В доме его отца собирались ученые люди, исмаилиты – представители одного из течений в исламе. Их рассуждения были очень похожи на ересь, со временем их и признали еретиками. Они хотели очистить Коран от невежественных наслоений, призвав на помощь философию. Опасное занятие. Маленький Авиценна присутствовал при этих беседах, но повзрослев, не принял исмаилитский образ мышления. А вот его брат увлекся этими взглядами. Авиценна же официально остался в рамках ортодоксального ислама, хотя ортодоксом никогда не был.
Итак, к десяти годам в школе ему делать было особенно нечего. И вот – счастливый случай! Отец узнает, что в Бухару приезжает известный ученый того времени Патолли, тут же едет к нему и уговаривает поселиться в его доме. Он обещает кормить его, хорошо содержать и вдобавок платить ему жалование с условием, что ученый станет заниматься с мальчиком. Патолли согласился, и занятия начались. Очень точно сказал о годах своей учебы сам Авиценна: «Я был лучшим из задающих вопросы». И опять ему можно поверить, занятия с Патолли это подтверждают. Довольно скоро ученик стал задавать седобородому учителю такие вопросы, на которые тот ответить не мог. А вскоре Патолли сам стал обращаться к Авиценне, к маленькому Хусейну, за разъяснениями самых трудных мест из Евклида и Птолемея, и они уже вместе искали ответы.
В 15–16 лет юноша стал учиться сам. Его озадачила книга Аристотеля «Метафизика», которая там, в далекой Средней Азии, была переведена на несколько языков и неоднократно прокомментирована. Авиценна рассказывает, что он не мог постичь эту книгу, хотя, читая много раз, почти выучил ее наизусть. Судя по его рассказам, а потом по воспоминаниям его учеников, чтение и письмо были главными занятиями его жизни, и он наслаждался ими, являя собой тип высочайшего интеллектуала, которых время от времени порождает человечество. Об аристотелевском сочинении юноша узнал совершенно случайно.
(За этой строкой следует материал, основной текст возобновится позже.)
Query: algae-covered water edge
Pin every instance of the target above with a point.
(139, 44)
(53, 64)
Однажды на базаре, рассказывает сам Авиценна, когда он бережно перебирал свитки, книги, рукописи, книготорговец вдруг сказал ему: «Возьми вот это замечательное произведение, комментарии к «Метафизике» Аристотеля некоего Фараби, восточного мыслителя, философа. Увидишь, какое это сокровище». Мальчик схватил эту книжку, это было то, что он подсознательно хотел найти. Авиценна был поражен, ему открылось то, над чем он сам тщетно бился. Тогда-то он и назвал Аристотеля своим учителем, проникся его представлениями о мире, мыслью о единстве и целостности бытия, сознания и духа, воспринял аристотелевские идеи о форме нашей земли, ее устройстве.
И шестнадцатилетний юноша начал заниматься… медициной. Разумеется, напрямую «Метафизика» Аристотеля к этому не толкала, а косвенно – да. Возможно, мысль Аристотеля о единстве материального, телесного и духовного оказалась для Авиценны определяющей, настолько важной, что привела его к делу всей жизни.